Ich singe am Fernsehen, also bin ich

Frank Gerber, Blick (16.02.2009)

The Rake's Progress, 14.02.2009, Zürich

Stell dir vor: Ein paar Nackte bumsen auf der Bühne. Und kein Zuschauer läuft raus.

Die kunstfeindlichen Randparteien können einem fast leid tun. Da versucht ein EVP-Politiker, eine Opern-Inszenierung zu skandalisieren, weil nackte Statisten auftreten. Er findet sogar ein Gratisblatt, das seine protestantische Empörung abdruckt. Und dann das: An der Premiere von Strawinskys «The Rake's Progress» gibts gerade mal ein einziges Buh. Das einfach nur Gelächter erntet.

Der Sprengstoff liegt woanders. Regisseur Martin Kusej (im BLICK) rechnet ab mit den B-Promi-TV-Formaten à la «Glanz & Gloria».

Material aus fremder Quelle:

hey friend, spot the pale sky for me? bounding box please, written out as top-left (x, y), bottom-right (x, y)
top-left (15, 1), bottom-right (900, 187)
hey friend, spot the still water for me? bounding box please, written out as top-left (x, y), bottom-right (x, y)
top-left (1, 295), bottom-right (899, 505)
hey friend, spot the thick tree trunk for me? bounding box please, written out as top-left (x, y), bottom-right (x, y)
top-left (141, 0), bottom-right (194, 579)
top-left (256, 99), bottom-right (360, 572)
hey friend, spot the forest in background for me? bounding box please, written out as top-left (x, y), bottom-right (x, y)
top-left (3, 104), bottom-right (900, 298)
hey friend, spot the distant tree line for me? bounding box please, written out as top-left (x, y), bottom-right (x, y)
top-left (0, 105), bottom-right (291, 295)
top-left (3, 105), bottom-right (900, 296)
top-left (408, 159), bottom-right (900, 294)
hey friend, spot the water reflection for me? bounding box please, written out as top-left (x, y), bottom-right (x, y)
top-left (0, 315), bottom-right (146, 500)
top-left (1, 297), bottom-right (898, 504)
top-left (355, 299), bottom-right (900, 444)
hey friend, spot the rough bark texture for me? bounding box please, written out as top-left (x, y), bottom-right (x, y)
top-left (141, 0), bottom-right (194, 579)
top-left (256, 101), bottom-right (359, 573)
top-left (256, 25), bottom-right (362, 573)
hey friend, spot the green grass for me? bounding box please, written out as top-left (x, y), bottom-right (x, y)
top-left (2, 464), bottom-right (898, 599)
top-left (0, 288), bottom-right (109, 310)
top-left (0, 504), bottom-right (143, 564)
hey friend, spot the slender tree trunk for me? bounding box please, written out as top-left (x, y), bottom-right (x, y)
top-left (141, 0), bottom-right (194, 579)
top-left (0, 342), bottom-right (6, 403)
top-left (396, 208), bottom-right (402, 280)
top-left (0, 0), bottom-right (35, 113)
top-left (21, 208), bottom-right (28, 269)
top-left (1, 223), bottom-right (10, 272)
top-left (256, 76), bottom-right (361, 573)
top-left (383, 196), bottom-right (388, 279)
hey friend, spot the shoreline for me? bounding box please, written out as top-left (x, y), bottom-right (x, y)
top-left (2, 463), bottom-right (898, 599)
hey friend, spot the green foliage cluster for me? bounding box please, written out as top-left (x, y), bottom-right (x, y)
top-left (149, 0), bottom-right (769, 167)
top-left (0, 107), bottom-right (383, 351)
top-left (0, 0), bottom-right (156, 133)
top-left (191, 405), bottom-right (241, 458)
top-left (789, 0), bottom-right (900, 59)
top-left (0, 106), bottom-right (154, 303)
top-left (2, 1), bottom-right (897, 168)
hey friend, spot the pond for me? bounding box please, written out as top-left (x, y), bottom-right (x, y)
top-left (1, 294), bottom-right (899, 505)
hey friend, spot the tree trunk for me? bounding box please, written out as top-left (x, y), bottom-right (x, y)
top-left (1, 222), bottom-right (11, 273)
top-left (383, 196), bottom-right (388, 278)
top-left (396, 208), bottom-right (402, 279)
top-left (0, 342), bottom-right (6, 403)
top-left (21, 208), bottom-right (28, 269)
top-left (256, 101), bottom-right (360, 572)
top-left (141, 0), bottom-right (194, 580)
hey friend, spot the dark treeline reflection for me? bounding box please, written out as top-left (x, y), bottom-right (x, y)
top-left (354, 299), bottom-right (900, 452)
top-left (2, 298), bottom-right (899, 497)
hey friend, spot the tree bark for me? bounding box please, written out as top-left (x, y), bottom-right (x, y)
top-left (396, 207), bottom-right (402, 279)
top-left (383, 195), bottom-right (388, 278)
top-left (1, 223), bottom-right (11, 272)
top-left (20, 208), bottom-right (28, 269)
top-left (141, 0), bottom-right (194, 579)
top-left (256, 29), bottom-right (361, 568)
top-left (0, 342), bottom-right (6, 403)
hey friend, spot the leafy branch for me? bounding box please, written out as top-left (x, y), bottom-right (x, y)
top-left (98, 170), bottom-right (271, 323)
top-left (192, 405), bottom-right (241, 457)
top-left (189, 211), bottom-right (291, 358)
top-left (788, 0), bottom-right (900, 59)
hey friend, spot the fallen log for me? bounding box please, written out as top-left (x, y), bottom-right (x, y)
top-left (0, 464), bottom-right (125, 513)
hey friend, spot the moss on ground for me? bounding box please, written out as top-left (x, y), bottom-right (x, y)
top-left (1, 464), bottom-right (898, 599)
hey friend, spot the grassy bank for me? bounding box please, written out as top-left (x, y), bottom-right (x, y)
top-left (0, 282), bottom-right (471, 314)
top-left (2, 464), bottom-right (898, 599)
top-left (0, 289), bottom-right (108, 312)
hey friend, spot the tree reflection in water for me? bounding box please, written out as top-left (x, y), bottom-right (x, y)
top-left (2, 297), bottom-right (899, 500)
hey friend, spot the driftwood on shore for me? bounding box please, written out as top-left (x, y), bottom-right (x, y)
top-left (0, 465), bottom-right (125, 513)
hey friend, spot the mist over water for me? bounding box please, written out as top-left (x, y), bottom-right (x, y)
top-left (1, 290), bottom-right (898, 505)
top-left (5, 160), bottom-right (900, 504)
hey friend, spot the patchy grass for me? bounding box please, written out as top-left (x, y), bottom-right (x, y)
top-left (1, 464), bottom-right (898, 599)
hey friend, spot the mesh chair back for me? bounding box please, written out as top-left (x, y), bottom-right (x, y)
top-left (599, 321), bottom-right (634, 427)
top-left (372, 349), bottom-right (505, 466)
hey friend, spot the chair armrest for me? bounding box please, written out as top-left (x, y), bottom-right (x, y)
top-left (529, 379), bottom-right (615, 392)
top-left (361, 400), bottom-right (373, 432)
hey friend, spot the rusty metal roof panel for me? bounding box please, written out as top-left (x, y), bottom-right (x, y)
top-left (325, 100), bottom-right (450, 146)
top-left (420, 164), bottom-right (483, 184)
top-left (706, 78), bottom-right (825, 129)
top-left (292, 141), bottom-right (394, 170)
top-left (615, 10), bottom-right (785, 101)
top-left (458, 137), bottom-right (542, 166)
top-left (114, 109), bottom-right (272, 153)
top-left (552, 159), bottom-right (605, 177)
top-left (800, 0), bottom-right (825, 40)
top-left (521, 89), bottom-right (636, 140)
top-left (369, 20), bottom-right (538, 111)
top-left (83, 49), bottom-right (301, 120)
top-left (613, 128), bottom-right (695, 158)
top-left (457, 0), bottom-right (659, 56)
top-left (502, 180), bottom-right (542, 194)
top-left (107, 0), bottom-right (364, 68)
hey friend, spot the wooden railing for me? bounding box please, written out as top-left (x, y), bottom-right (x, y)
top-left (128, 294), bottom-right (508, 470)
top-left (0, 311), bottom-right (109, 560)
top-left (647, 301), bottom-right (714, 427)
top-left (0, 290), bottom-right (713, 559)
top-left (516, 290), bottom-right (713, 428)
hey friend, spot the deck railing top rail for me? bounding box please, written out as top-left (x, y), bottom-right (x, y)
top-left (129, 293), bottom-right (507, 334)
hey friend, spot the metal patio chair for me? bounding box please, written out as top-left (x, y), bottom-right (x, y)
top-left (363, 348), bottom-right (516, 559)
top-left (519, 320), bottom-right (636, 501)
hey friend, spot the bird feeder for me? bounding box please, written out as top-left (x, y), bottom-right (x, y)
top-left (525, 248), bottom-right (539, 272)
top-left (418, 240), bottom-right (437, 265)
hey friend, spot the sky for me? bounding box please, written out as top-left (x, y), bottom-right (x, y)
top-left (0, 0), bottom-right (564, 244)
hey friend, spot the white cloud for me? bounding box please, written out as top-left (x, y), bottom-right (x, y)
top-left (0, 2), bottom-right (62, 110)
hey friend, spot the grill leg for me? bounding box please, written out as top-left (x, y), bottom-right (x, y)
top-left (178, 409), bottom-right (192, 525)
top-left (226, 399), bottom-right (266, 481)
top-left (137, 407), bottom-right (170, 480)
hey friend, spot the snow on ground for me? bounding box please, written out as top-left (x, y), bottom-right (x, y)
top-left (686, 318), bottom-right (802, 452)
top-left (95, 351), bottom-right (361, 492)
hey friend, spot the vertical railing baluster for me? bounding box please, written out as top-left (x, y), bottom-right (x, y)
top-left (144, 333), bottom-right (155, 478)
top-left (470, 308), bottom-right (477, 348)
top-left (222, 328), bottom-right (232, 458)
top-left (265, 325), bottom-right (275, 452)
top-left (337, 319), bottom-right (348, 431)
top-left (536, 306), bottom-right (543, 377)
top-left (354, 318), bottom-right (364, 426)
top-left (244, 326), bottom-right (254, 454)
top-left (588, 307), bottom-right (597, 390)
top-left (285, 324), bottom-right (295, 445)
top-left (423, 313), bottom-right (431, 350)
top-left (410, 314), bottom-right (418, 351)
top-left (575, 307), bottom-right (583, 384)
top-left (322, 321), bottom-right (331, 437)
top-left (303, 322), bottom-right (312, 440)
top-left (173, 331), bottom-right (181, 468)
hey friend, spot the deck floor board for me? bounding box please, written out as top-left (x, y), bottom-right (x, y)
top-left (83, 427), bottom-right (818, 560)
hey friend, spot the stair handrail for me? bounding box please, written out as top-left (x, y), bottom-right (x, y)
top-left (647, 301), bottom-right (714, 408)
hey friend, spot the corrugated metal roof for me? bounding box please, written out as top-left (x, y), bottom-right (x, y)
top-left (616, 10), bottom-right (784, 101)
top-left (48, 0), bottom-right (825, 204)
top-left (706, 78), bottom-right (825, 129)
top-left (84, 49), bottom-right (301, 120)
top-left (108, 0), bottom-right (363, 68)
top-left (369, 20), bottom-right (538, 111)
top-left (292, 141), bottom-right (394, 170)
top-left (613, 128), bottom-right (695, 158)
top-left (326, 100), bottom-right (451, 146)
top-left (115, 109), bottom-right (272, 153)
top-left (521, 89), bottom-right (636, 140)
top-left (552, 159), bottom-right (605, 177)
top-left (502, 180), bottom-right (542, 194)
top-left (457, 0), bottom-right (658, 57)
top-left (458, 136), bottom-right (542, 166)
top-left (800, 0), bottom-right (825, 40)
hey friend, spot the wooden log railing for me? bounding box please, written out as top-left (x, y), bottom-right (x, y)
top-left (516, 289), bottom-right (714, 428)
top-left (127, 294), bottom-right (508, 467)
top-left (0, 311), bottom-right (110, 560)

Im Musikmärchen gewährt der Teufel drei Wünsche. Und was wünscht sich der moderne Kleinbürger? Natürlich: berühmt werden. Oder wenigstens pseudo-berühmt. Mit einem TV-Auftritt. Die Seele, die er dafür hergibt, ist seine Würde. Aber er will seine fünf Minuten Bekanntheit. Dem EVP-Politiker reichen dafür ein Stürmchen im Wasserglas und ein paar Zeilen in der Pendlerzeitung. Das Publikum geniesst derweil eine der intelligentesten Oper-Aktualisierungen der letzten Jahre.